MaxwellBuchanan, May 22 2012
  

       It's a good ploy. You don't shoot a riderless enemy horse, that's booty.   

       //enemy horse, that's booty//   

       I hope you mean 'booty' in the old sense of the word [2 Fries]
AusCan531, May 23 2012
  

       Yar.   

       You mistake centaurian for centurion just once and they never let you hear the end of it...   

       I suspect a real horse would take a dim view of a real rifle going off underneath him or her.
normzone, May 24 2012
  

       Horses can be trained to become accustomed to loud, sudden noises, even gunfire. There are very well- established methods of doing so, which have been practiced by military and civilian horse people since the widespread proliferation of firearms. Today, it's commonly called 'bombproofing' (at least that's what they call it around here). It starts with thrashing newspapers and banging trashcan lids, progressing to louder and more startling things, like tractors and pickup trucks driving around in circles.   

       As a gun person who knows a number of horse people, I've occasionally (a 1/2-dozen times in my life) assisted in the final stage of advanced bombproofing: standing a few yards from a mostly- bombproof horse and firing blanks from a 30.06 or similarly loud gun (some of these people own guns as well, but they ask me to do it because I'm trained and certified in range safety; I guess there are legal issues when training somebody else's horse). The horse doesn't particularly like it, but it doesn't go completely berzerk and kick somebody in half before bolting for the horizon.   

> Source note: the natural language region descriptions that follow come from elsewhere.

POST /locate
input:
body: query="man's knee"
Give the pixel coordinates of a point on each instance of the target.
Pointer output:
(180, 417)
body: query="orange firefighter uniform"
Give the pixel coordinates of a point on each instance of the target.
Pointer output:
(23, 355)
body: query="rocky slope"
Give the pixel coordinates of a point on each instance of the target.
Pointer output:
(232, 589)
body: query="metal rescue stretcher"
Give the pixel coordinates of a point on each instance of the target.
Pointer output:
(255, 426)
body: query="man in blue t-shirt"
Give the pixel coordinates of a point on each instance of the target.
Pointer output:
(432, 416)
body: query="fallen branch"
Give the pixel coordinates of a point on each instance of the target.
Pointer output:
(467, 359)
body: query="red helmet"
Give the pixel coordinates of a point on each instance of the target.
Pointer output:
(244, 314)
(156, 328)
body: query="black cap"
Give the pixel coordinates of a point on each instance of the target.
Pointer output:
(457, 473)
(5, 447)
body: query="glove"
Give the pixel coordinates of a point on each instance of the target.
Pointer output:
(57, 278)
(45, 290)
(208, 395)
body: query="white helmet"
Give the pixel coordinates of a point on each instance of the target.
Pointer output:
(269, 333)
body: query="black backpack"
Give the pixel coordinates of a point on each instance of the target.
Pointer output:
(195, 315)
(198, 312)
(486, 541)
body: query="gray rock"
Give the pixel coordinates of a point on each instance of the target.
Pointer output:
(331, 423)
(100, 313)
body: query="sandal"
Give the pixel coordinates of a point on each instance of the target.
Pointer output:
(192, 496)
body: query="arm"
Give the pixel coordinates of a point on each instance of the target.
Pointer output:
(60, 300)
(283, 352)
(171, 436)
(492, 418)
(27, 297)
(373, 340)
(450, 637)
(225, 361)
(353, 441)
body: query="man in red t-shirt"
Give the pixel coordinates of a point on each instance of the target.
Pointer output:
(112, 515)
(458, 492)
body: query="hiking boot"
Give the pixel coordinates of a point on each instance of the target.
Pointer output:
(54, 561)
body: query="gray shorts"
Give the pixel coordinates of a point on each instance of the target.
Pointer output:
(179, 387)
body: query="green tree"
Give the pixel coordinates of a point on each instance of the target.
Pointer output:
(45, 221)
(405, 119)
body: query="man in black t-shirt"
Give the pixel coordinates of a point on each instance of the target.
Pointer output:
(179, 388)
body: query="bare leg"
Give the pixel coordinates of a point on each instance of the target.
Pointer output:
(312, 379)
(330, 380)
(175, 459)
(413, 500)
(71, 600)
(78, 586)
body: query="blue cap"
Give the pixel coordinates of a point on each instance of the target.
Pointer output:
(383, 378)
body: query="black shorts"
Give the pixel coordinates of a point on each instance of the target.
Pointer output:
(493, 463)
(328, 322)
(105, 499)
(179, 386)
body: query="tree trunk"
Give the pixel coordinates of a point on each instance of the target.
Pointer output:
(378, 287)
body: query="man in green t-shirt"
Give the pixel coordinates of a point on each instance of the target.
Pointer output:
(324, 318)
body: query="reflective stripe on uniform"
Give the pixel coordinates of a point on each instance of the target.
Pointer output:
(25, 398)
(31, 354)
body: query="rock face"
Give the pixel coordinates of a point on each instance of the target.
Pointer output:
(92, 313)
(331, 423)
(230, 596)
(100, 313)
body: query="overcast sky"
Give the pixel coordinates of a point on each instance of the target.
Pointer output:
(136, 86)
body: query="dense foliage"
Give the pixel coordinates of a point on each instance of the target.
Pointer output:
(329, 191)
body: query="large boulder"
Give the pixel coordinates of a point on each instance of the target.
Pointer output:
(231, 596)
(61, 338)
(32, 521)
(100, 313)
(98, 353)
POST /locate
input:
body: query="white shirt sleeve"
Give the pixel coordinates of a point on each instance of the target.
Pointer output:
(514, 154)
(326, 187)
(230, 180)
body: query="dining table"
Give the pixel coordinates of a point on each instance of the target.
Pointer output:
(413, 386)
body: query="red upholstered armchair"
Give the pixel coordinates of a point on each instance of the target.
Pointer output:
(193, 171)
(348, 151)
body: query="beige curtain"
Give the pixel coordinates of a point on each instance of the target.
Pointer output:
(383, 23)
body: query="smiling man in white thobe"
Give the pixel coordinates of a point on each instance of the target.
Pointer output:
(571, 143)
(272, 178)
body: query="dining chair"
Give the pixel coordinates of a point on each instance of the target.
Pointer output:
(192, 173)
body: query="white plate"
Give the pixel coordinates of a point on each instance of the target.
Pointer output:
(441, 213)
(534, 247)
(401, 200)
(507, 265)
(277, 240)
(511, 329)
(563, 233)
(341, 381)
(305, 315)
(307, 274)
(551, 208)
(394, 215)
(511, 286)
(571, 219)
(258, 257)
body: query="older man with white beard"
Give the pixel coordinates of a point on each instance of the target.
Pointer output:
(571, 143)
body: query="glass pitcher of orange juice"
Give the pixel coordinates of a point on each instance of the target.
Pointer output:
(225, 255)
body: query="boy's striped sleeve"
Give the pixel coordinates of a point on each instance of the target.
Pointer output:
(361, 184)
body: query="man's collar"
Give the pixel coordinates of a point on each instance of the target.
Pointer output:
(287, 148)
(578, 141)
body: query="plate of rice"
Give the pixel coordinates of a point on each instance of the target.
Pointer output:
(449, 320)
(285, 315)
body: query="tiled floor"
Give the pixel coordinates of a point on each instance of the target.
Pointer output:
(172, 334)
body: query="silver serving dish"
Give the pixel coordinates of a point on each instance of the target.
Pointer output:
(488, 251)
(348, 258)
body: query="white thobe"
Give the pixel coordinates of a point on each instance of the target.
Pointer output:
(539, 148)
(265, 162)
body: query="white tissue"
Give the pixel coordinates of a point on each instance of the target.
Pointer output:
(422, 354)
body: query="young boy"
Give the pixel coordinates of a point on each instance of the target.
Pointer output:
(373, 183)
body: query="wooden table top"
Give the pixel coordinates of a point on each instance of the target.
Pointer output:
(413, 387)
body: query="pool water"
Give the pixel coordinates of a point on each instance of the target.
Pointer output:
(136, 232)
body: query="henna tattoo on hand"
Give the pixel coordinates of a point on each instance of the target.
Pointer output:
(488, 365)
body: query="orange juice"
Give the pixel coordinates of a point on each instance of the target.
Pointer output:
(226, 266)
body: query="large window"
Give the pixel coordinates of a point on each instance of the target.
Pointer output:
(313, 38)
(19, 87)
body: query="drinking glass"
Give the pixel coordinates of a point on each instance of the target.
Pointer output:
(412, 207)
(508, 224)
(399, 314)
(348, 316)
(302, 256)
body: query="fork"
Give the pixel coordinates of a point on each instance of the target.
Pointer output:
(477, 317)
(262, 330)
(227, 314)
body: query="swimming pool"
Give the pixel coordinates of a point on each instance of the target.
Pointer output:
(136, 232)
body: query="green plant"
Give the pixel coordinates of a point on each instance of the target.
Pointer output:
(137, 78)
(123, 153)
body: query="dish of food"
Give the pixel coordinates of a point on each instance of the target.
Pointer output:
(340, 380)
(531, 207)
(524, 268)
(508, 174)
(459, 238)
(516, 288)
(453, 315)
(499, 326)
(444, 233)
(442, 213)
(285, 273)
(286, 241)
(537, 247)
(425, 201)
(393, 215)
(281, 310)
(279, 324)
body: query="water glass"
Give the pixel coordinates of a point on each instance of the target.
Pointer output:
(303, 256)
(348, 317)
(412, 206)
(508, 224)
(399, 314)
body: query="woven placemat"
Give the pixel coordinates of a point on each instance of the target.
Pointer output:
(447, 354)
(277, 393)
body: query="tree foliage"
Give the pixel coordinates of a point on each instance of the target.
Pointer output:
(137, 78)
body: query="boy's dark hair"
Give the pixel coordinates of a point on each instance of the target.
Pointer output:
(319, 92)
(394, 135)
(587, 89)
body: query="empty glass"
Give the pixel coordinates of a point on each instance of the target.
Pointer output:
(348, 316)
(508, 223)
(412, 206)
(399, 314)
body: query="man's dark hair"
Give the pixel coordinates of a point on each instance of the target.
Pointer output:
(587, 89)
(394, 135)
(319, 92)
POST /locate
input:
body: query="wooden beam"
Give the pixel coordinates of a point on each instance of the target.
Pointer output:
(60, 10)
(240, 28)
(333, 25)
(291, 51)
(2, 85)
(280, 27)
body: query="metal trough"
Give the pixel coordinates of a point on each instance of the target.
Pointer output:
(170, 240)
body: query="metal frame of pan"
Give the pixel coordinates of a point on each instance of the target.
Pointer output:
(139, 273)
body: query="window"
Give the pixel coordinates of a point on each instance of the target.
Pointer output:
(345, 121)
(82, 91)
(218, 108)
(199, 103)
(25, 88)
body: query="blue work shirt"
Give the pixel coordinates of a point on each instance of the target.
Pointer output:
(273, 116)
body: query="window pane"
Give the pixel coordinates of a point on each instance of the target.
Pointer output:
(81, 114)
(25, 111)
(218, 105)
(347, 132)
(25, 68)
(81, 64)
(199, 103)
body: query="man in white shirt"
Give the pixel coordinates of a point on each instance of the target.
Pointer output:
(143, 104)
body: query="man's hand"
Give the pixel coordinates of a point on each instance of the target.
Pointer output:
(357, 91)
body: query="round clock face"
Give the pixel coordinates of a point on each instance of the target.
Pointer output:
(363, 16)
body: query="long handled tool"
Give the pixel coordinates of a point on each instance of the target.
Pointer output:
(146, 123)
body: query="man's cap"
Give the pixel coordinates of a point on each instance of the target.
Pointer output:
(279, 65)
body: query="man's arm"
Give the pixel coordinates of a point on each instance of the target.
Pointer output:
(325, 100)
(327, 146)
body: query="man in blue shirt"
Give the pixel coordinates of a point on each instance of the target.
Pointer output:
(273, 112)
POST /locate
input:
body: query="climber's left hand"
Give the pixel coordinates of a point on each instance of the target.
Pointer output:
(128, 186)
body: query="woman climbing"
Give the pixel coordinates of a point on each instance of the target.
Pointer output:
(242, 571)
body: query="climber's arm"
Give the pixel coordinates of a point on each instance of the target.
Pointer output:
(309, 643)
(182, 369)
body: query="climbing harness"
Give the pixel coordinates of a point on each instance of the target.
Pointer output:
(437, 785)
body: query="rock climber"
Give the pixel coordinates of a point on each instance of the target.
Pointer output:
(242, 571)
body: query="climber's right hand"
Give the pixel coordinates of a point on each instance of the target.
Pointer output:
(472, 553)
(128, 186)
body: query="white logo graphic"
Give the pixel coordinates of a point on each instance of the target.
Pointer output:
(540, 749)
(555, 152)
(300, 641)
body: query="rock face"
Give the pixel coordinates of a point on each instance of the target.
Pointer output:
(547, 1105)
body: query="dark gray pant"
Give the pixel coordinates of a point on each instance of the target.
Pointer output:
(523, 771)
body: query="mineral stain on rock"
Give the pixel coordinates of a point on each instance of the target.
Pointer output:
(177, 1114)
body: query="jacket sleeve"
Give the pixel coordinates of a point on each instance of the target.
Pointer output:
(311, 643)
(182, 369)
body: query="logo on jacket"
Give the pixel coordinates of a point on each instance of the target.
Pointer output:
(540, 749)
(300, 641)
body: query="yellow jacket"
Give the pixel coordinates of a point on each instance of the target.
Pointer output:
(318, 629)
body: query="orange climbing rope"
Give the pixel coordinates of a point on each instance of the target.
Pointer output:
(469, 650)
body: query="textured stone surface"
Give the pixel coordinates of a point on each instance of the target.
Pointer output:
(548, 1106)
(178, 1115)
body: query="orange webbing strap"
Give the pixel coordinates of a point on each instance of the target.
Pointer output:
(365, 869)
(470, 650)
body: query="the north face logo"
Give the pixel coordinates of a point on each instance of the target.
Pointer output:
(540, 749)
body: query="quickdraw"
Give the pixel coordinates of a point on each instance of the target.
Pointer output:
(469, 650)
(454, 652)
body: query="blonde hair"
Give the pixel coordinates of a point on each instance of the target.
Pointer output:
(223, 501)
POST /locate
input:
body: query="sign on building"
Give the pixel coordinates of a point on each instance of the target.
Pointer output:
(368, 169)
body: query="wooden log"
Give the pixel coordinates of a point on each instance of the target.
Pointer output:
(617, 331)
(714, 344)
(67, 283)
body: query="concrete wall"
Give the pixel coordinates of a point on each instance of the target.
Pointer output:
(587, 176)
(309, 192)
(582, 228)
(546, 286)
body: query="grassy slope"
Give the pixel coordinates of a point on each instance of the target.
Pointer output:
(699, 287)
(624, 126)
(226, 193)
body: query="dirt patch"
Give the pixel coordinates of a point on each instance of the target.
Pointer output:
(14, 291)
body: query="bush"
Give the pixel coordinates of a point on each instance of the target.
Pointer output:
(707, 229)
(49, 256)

       I have it on good authority, however, that not all horses can be bombproofed.
Alterother, May 24 2012
  

       I was on once when it heard what it thought was a snake in the grass, when the grass moved ever so slightly. Bucked up and ran like a bat out of hell. I don't think it would like bombs going off, just sayin...
blissmiss, May 24 2012
  

       My limited experience with horses would tend to confirm that those which have not undergone the bombproof training can be explosively unpredictable. One of my father's vet school profs prefaced every horsey curriculum with the reminder that "a horse is a thousand pounds of shit mounted on four deadly weapons."